Unshelved, written by actual (if pseudonymous) librarian Gene Ambaum, drawn originally by Bill Barnes and more recently by Chris Hallbeck, has finished. The concurrent Kickstart to print the remainder of the very long running strip (nearly 15 years!) wrapped up a week ago, sitting at roughly five times goal. Barnes (who stepped back from cartooning to return to the exciting world of software industry project management) returned to draw the final week in which the question is asked What if you try to rage-quit and nobody cares?

A patron is trying his damndest to indicate that he’ll never come back to the Mallville Library, never I tell you! Don’t try to beg me to stay (totally beg me to stay)! the staff and library-goers are unperturbed. Today it all comes to a head — he announces he’s going elsewhere, branch manager Mel recites a litany of challenges faced by the library, but it’s no stirring call to action; it’s just facts. Dewey gets in the final word: See you all tomorrow!

The challenges never end. The work never ends. The lives go forward without us getting to peek in any longer. Ambaum and Barnes and Hallbeck likewise move on, to be seen other places, launch other projects (creative and not), some of which we’ll be privy to, others not.
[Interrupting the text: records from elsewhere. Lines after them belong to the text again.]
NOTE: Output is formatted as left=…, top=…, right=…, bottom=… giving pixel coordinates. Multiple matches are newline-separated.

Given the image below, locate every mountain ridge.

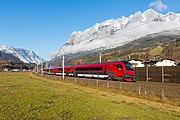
left=0, top=46, right=45, bottom=64
left=53, top=9, right=180, bottom=59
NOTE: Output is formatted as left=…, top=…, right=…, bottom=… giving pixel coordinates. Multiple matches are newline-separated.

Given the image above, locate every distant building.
left=155, top=59, right=176, bottom=66
left=129, top=60, right=144, bottom=67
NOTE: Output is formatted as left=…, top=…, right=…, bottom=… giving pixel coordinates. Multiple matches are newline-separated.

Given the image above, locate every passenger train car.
left=43, top=61, right=135, bottom=81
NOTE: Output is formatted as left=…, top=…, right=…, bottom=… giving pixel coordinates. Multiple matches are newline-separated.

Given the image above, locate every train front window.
left=124, top=61, right=134, bottom=70
left=115, top=64, right=123, bottom=68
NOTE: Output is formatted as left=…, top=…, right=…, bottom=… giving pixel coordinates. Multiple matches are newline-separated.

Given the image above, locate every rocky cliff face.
left=0, top=46, right=44, bottom=64
left=53, top=9, right=180, bottom=59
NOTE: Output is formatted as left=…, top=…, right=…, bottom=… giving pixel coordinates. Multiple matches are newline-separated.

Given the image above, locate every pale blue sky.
left=0, top=0, right=180, bottom=60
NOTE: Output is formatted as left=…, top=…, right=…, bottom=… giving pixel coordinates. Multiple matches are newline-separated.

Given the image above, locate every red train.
left=43, top=61, right=135, bottom=81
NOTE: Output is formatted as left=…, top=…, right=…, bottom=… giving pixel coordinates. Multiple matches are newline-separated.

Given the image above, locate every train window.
left=124, top=61, right=134, bottom=70
left=115, top=64, right=123, bottom=68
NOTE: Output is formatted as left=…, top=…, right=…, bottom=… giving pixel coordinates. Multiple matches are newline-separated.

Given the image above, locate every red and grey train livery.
left=43, top=61, right=135, bottom=81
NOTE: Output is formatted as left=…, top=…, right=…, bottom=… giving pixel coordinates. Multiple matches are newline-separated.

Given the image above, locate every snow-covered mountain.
left=53, top=9, right=180, bottom=59
left=0, top=46, right=45, bottom=64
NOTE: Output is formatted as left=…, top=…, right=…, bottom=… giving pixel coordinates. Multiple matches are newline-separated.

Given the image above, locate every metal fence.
left=135, top=66, right=180, bottom=83
left=37, top=75, right=180, bottom=101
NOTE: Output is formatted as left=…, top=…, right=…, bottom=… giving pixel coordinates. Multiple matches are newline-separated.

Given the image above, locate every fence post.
left=146, top=66, right=149, bottom=82
left=139, top=86, right=141, bottom=95
left=161, top=88, right=165, bottom=98
left=162, top=65, right=164, bottom=83
left=96, top=80, right=99, bottom=86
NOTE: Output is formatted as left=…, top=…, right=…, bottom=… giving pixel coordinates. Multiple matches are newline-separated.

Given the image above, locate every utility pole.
left=41, top=62, right=43, bottom=75
left=99, top=53, right=101, bottom=63
left=62, top=49, right=64, bottom=80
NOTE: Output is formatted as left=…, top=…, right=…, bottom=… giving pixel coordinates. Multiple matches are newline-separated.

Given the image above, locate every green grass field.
left=0, top=72, right=180, bottom=120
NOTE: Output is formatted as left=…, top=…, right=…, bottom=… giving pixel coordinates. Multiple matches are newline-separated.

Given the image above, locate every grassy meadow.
left=0, top=72, right=180, bottom=120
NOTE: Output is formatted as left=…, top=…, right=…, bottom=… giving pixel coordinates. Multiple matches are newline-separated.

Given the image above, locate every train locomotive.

Ambaum, at least, will continue to speak and appear at library conferences, where he’s a rock star

And somewhere, it’s always the middle of the afternoon and a library-loving kid is assembling a stack of books, looking forward to the chance to read them. There’s worse places to be.


Spam of the day:

MAINTENANCE-FREE TO FULL-CARE LIVING OPTIONS

I thought this meant maintenance in terms of maintenance fees, but nope — turns out it’s another spam that thinks I’m old and need to live someplace where they’ll take care of me. Still in my 40s, spammers!